On Thursday 4 May 1820 Keats wrote to his sister:
My dear Fanny—
I went for the first time into the City the day before yesterday, for before I was very disinclined to encounter the scuffle, more from nervousness than real illness; which notwithstanding I should not have suffered to conquer me if I had not made up my mind not to go to Scotland, but to remove to Kentish Town till Mr. Brown returns. Kentish Town is a mile nearer to you than Hampstead—
I have been getting gradually better, but am not so well as to trust myself to the casualties of rain and sleeping out which I am liable to in visiting you. Mr. Brown goes on Saturday, and by that time I shall have settled in my new lodging, when I will certainly venture to you. You will forgive me I hope when I confess that I endeavour to think of you as little as possible and to let George dwell upon my mind but slightly. The reason being that I am afraid to ruminate on anything which has the shade of difficulty or melancholy in it, as that sort of cogitation is so pernicious to health, and it is only by health that I can be enabled to alleviate your situation in future. For some time you must do what you can of yourself for relief; and bear your mind up with the consciousness that your situation cannot last for ever, and that for the present you may console yourself against the reproaches of Mrs. Abbey. Whatever obligations you may have had to her you have none now, as she has reproached you. I do not know what property you have, but I will enquire into it: be sure however that beyond the obligation that a lodger may have to a landlord you have none to Mrs. Abbey. Let the surety of this make you laugh at Mrs. A.’s foolish tattle.
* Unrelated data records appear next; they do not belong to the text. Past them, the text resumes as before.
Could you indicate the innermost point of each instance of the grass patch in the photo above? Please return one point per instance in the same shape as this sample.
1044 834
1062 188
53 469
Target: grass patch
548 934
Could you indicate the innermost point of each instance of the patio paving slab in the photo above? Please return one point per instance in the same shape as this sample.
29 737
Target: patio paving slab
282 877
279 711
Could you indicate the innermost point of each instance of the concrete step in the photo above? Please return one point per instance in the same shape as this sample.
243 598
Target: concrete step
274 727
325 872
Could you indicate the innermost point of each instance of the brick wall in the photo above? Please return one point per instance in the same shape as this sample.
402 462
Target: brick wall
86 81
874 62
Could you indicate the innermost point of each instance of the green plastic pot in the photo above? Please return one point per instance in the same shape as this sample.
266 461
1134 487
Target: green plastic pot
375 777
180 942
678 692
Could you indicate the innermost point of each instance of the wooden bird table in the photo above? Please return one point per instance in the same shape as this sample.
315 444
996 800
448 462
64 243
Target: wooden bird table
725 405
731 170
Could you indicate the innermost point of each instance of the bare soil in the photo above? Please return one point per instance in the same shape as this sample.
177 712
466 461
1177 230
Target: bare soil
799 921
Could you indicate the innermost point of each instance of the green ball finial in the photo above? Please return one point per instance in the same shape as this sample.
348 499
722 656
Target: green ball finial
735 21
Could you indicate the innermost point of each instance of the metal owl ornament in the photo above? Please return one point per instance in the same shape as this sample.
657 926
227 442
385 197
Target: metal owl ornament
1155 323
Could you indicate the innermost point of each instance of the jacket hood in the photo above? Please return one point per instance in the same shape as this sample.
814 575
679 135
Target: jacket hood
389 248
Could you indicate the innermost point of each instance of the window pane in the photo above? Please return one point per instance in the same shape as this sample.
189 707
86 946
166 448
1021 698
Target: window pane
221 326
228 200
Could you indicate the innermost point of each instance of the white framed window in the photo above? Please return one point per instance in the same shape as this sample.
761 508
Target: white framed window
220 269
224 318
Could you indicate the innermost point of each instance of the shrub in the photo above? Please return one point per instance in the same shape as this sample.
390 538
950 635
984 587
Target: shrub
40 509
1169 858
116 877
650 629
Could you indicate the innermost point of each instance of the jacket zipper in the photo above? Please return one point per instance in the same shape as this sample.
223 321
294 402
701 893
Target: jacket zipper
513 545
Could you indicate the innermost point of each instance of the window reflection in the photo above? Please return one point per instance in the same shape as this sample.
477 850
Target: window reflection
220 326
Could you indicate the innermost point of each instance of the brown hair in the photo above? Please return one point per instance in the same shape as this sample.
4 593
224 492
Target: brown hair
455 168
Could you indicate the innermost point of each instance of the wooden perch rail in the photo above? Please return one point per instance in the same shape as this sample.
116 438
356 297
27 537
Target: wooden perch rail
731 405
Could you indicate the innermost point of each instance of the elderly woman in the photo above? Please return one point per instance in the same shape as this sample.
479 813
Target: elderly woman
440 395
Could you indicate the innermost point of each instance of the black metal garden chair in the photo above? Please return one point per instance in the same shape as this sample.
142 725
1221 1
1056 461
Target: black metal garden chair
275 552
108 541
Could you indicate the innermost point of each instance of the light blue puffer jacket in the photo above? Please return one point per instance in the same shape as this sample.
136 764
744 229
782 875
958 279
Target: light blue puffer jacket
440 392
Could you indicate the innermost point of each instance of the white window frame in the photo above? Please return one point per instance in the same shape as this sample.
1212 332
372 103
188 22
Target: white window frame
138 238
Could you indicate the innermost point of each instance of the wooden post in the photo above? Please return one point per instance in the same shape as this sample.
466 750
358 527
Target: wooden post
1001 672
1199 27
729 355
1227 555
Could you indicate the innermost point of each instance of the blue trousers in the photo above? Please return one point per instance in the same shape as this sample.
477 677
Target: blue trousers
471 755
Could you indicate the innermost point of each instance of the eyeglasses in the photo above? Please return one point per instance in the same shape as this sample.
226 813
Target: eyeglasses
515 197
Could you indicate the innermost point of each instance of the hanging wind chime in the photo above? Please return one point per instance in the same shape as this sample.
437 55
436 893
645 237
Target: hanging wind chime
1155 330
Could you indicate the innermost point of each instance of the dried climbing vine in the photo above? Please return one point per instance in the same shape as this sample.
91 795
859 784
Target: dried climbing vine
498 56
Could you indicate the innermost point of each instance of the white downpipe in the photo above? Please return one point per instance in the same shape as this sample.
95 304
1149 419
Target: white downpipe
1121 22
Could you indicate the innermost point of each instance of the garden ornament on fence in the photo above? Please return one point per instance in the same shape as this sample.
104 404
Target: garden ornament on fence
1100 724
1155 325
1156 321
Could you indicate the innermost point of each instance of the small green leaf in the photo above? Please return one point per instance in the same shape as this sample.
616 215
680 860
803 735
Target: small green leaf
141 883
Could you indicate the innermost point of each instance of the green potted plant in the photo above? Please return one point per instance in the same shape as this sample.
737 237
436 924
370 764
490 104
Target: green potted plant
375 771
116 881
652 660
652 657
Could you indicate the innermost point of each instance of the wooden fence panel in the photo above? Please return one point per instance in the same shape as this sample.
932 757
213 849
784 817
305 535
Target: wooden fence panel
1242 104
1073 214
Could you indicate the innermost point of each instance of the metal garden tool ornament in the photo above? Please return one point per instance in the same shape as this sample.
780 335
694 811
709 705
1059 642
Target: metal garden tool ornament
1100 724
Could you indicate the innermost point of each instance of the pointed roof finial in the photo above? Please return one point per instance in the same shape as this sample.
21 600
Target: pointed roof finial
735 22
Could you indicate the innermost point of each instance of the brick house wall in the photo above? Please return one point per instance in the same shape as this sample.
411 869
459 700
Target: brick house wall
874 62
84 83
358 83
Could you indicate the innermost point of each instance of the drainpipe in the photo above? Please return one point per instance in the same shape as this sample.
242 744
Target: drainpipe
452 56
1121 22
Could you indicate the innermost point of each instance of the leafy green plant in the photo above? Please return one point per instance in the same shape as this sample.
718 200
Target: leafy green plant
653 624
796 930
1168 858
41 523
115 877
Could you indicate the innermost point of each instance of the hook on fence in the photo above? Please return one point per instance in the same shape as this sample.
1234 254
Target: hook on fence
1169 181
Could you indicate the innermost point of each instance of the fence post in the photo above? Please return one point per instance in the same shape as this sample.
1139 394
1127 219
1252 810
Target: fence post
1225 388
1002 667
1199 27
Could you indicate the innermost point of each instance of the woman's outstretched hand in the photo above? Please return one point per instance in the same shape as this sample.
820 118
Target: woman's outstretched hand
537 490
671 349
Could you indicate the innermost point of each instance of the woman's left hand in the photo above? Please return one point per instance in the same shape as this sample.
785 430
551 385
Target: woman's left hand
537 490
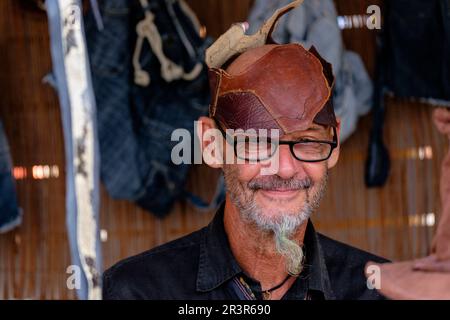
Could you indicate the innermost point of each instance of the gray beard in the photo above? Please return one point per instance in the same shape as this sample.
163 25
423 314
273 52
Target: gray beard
284 226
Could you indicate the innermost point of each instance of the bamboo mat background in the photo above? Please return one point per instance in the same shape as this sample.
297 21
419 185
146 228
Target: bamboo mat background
33 258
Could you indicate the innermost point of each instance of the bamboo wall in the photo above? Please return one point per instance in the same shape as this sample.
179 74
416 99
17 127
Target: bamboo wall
34 257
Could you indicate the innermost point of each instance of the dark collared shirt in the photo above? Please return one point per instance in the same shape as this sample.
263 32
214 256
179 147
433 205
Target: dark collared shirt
202 266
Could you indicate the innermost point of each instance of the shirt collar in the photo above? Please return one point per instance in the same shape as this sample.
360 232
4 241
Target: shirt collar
218 265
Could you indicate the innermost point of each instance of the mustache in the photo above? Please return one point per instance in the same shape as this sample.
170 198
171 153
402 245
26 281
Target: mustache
277 183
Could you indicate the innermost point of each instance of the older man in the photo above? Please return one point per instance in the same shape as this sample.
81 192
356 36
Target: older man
261 243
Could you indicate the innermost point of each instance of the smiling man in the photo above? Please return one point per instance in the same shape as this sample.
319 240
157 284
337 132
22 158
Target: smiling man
261 243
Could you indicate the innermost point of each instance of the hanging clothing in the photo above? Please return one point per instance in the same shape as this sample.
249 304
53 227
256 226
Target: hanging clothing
10 213
315 23
149 79
418 48
73 83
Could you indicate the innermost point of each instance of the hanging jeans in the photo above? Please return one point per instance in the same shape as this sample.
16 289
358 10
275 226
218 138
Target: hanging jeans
72 74
138 105
10 213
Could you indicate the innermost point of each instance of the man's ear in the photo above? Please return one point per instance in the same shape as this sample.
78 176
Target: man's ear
335 155
211 142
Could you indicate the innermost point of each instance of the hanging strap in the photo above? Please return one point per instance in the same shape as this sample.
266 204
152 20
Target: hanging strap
147 29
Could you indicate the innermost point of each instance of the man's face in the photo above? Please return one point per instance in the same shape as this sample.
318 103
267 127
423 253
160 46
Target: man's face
286 197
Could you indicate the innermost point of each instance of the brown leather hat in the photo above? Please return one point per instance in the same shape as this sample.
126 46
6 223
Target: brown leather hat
258 84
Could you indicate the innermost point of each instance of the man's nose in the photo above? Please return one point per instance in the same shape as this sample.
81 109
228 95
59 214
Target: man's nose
288 165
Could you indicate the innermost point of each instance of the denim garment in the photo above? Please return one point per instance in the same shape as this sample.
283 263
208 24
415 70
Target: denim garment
418 48
10 213
315 23
135 122
204 267
73 83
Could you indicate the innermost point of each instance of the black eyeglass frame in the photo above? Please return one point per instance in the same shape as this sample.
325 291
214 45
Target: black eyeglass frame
291 144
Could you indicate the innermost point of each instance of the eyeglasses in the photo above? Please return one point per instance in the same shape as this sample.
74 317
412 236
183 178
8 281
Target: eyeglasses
255 148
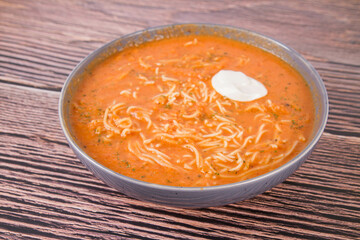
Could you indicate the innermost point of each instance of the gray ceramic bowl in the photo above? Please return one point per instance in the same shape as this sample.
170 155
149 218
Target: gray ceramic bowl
196 197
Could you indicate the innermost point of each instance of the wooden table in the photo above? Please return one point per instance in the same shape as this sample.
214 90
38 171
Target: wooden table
45 192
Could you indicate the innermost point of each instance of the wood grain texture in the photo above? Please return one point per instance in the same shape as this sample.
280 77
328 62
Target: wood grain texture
46 193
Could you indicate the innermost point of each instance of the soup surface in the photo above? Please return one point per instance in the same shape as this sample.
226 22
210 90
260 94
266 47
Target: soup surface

Mrs. Dilke’s Brother has got your Dog. She is now very well — still liable to Illness. I will get her to come and see you if I can make up my mind on the propriety of introducing a stranger into Abbey’s house. Be careful to let no fretting injure your health as I have suffered it — health is the greatest of blessings — with health and hope we should be content to live, and so you will find as you grow older.
I am, my dear Fanny, your affectionate Brother
[Keats had to move out of his rooms in Wentworth Place, Hampstead, as his landlord Charles Brown would be letting them out while he took his usual walking tour in Scotland.]